Search code examples
dnszonedyndnsregistrarpowerdns

authoritative name server architecture in relation to zones & child nodes(best practices)


I am looking to redesign a mid size(corp) dns architecture and I have searched here and icann.org + google(of course) but I'm unable to find a best practice in regard to name server entries and zones/child nodes.

So here we go, say we have 10+ dns servers:
then we have say happy.example.com
and then we have:
A Records
- ns1.happy.example.com 222.222.222.222
- ns2.happy.example.com 333.333.333.333
- ns3.happy.example.com 444.444.444.444
- NS Records
- happy.example.com ns1.happy.example.com
- happy.example.com ns2.happy.example.com
- happy.example.com ns3.happy.example.com

THEN we have sad.example.com:
- A Records
- ns1.sad.example.com 222.222.222.222
- ns2.sad.example.com 333.333.333.333
- ns3.sad.example.com 444.444.444.444
- NS Records
- sad.example.com ns1.sad.example.com
- sad.example.com ns2.sad.example.com
- sad.example.com ns3.sad.example.com

My question is there any advantage to this?
Would it not be better to just do:
- A Record
- ns1.example.com 222.222.222.222
- ns2.example.com 333.333.333.333
- ns3.example.com 444.444.444.444

Then do:
- NS Records
- happy.example.com ns1.example.com
- happy.example.com ns2.example.com
- happy.example.com ns3.example.com
- sad.example.com ns1.example.com
- sad.example.com ns2.example.com
- sad.example.com ns3.example.com


Solution

  • My rule of thumb is 3-5 responders as optimal. Normally, I would prefer a responder to be a load balancer in front of at least two servers, but that's personal preference combined with hardware availability.
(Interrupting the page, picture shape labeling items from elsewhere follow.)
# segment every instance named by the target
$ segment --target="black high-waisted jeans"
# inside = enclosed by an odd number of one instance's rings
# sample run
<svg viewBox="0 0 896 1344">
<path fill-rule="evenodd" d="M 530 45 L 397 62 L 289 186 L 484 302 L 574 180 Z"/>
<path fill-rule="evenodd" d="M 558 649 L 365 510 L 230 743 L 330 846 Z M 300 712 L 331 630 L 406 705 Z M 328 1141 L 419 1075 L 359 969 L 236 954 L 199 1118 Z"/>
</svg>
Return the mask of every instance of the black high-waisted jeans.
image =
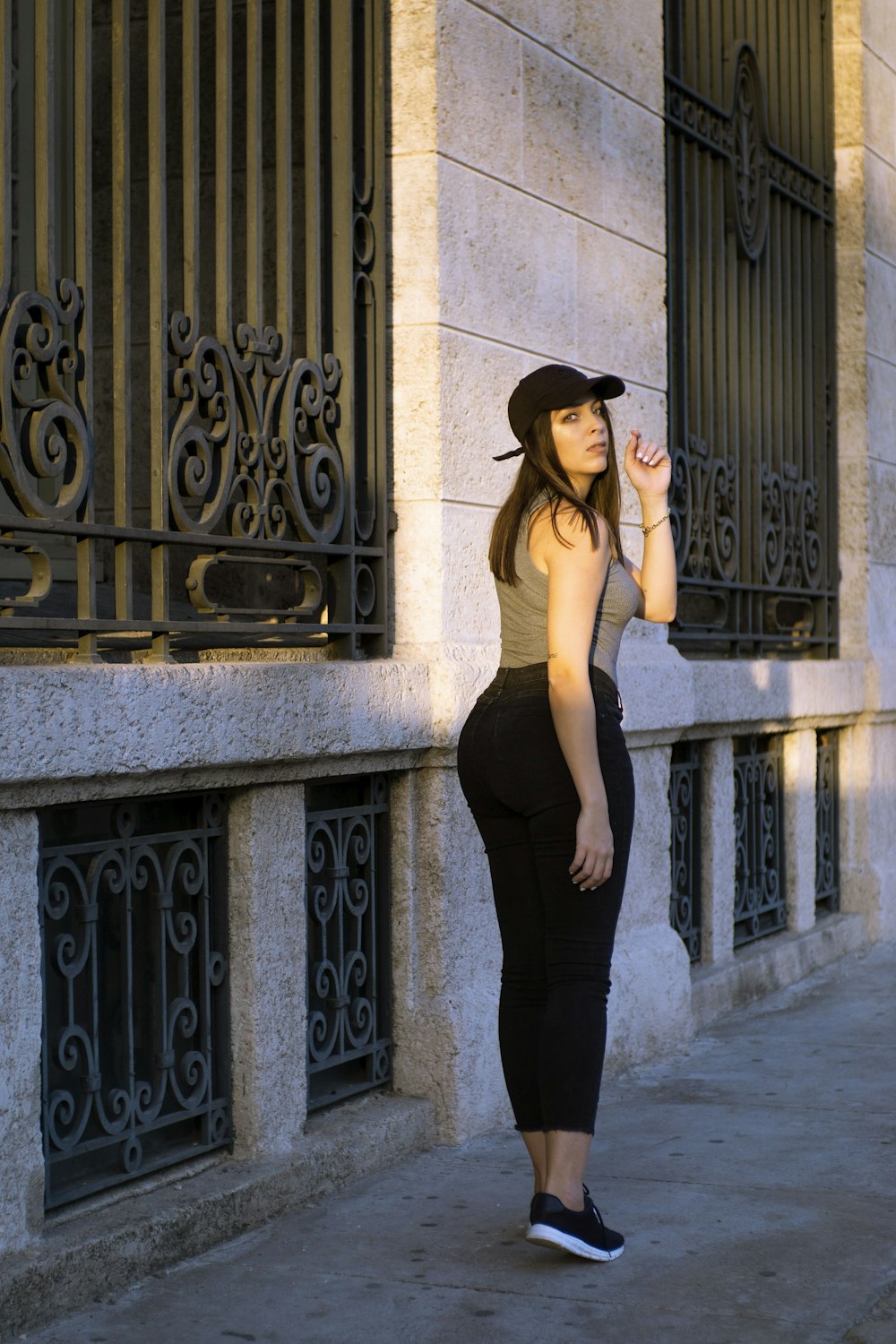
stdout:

    As to domain hierarchy, are your nameservers authoritative only? or recursive as well? How many clients? How many zones?

    Regarding your specific question, unless your domains are absolutely massive, there should be no reason that the same servers can't be authoritative for both and yes, putting the nameservers in the higher level domain is better. Otherwise you're going to have to include GLUE records as well.